大公国北東にあり、帝国やライオネル王国との内海を通じた交易と、帝国との間に横たわる山脈の豊富な鉱物資源を活用して発展した、大きな港を持つ領地である。
交易面では、最も大きな金額が帝国との間で動いている領地だ。
現大公は〝水〟の公爵であり、現状最も力を持っている。
〝火〟はロキシア公爵家。
大公国北西にあり、山脈を易々と越える身体能力を持って、帝国との交易を行なっている。
魔導機関の技術提携や、良質な魔鉱石の産出及び精製技術開発によって帝国との繋がりを深めた。
顔を合わせたことがあるイースティリア様によると、技術提携の話を持ってきたバーンズ・ロキシア公爵令息が四公の中で最も将来有望であるとのことだった。
〝風〟はゼフィス公爵家。
大公国南東にあり、平野でライオネル王国南部辺境伯領と繋がっている。
〝土〟同様、地理的な関係から帝国との繋がりは薄い。
元は遊牧民の土地であり、その気質を残している為最も近代的な発展が遅い領だ。
南部辺境伯領との小競り合いが絶えなかったらしいが、最近はアバランテ辺境伯と和解して小競り合いが解消された、という話も聞いていた。
『大公選定の儀』とは、大公がその地位を退く時、四公領からそれぞれに候補者を立てて投票し、次の大公を決めるという儀式である。

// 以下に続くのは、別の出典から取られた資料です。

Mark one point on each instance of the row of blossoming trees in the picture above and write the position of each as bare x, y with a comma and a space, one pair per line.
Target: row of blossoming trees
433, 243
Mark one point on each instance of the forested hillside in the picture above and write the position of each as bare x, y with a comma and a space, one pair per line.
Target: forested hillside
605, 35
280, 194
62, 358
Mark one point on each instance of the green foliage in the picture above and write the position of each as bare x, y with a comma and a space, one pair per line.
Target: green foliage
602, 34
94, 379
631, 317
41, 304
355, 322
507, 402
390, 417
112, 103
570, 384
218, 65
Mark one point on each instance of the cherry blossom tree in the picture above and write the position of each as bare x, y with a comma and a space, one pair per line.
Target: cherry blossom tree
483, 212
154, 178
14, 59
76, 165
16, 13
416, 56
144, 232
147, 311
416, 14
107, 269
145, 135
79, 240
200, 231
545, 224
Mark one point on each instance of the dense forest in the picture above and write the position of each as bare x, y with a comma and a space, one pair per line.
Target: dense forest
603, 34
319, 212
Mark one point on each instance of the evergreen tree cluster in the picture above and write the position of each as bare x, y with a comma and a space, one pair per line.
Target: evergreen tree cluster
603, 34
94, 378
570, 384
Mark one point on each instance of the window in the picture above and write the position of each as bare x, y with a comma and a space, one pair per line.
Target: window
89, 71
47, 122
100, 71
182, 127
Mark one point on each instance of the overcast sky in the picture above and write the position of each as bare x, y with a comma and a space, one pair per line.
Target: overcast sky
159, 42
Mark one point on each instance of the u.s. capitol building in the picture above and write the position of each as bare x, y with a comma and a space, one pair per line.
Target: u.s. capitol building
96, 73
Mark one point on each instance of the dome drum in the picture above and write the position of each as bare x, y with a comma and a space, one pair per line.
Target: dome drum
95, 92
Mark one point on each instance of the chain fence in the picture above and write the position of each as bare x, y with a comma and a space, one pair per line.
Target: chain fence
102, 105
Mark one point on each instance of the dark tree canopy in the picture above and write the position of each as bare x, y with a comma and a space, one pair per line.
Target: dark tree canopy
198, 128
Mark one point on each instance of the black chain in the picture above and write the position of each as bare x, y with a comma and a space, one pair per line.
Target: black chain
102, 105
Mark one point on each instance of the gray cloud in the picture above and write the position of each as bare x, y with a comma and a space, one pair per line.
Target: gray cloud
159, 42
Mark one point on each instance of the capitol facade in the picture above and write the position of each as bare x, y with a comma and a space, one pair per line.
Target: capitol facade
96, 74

基本は分割統治、かつ大公国全体としての意向は、ある程度は合議制によって運営されているようだけれど。
実際は大公の権力が強く、どこの公爵も狙っており、事前に領同士の力関係によって既に決まっている場合も多いようだ。
「現状では、〝水〟と〝土〟が後ろ盾や外交面からも最有力候補に思えますが」
「そうした内情も含めて、話を伺いに行く、ということだな。だが、帝国としては〝火〟を推す」
「なるほど」
〝火〟を帝国が選ぶのは、〝水〟との友好関係よりも、ロンダリィズの存在と、それを含めた浄化装置を含む技術提携が最も重要な局面である為、そちらを重視するという判断だろう。
実際、ライオネル王国とバルザム帝国に交易面で中立の立場を保っている〝水〟や、最も領地が遠い〝土〟、そしておそらくは一番力が弱い〝風〟を推すよりは合理的な話である。